Густым гудком ночной покой
затронут.
Скрипит фонарь, и желтое пятно
Скользит по мокрым камешкам перрона,
Невиданного кем-то так давно.
О Рождественском и обо мне иногда говорили как о поэтах, якобы впервые выразивших поколение, чье детство прошло во время Великой Отечественной войны. А ведь это неправда. За несколько лет до того, как мы только приступали к теме войны с точки зрения не воевавших, но мечтавших совершать подвиги мальчишек, Соколов уже написал:
Но в коридоре, становясь
под знамя,
Мы верим ложной гибели сполна
И не догадываемся, что с нами
Играет настоящая война.
Соколов вывел нас к этой теме, и не только к этой. Его полюбившееся нам в то время стихотворение "Первый снег", полное удивительной чистоты и свежести, явилось для многих своеобразной тропинкой в лирику. Жаль, что после эту тропинку замусорили липкими обертками от карамельной лирики.
В год, особенно сложный для нас, не окрепших духом, Соколов написал:
В золотое время суток
Золотого слова жду,
Потому что не до шуток
В пятьдесят шестом году.
Я был тогда помоложе, и мне казалась несколько странной эта позиция - "ожидать золотого слова". "Чего ждать? - так и кричало что-то внутри меня. - Надо идти и добывать в поэзии это золотое слово!" Я не уловил серьезности слов: "Потому что не до шуток".
А Соколов не спешил.
Соколов не тянулся на эстраду. Соколов инстинктивно сторонился микрофона, который, как известно, иногда меняет не только физический, но и поэтический голос. Он вообще бежал любых проявлений "устности":
Хочу я любовью неустной
Служить им до крайнего дня,
Как звездам, как девочке русой,
которая возле меня.
Увидев в Болгарии старые церкви, Соколов был поражен "их ростом, приземисто-малым, и маковками без креста". Но потом ему сказали, что турки запрещали болгарам строить слишком высокие церкви.

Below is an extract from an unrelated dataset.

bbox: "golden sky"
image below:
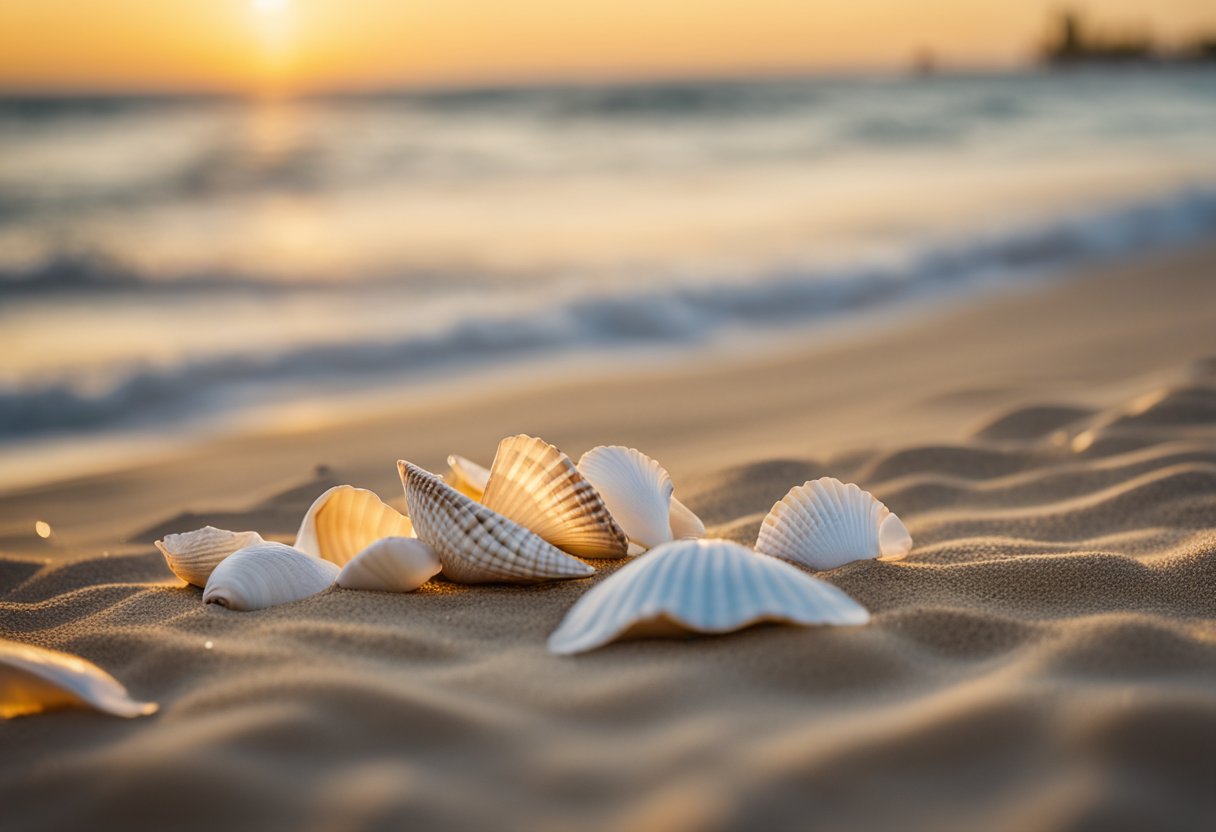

А церкви нет-нет и рождались.
Но чтоб сохранить высоту,
Они в глубину зарывались.
В земную, в родимую ту.
Церквушки невидные эти,
Две трети тая под землей,
Казались пониже мечетей,
А были повыше иной.
О чём эти стихи? Да, как и всякие настоящие стихи, о многом, и в то же время это - размышление о поэзии, о её подлинности, её стойкости и высоте.
Соколов предпочел в поэзии не высоту очевидную, лезущую в глаза, а высоту глубинную, незаметную с первого взгляда.
Соколов принадлежит к числу по-настоящему поэтически образованных поэтов. Он может делать со строкой все, что угодно. Но именно поэтому не делает. Его не влекут такие рифмы, как "заморозков речь я - Замоскворечье". Он себе уже доказал однажды, что и это может, - и баста! А иные из нас тратят столько сил на беспрестанные доказательства своей профессиональной ловкости, не подозревая, что это назойливое доказывание служит скорее признаком неполноценности таланта.
Соколов ценит в поэзии другое - даже не возможность выговориться, а возможность к чему-то благоговейно притронуться.
Возможно, его и самого иногда тревожит собственная небурность, возможно, и его иногда влечет к "фантастическим выстрелам ночи". Но он сам трезво предостерегает себя и сознательно смиряет:
Он думал: это охлажденье,
А это было мастерство.
Перелистывая книгу Соколова с незаманчнвым на званием "Смена дней", я поражаюсь цельности, собранности поэта, сумспшего в то время, когда многие из нас срывали поэтические связки то на криках, то на задыхающемся шепоте, так сохранить прозрачную классичность своего голоса, не поддававшегося опыту чужих успехов.
Говоря о живых поэтах, мы чересчур боимся высоких эпитетов и определений. Трезвого, взыскательного к себе человека не может испортить похвала, а вот легкомысленному и ругань вскружит голову.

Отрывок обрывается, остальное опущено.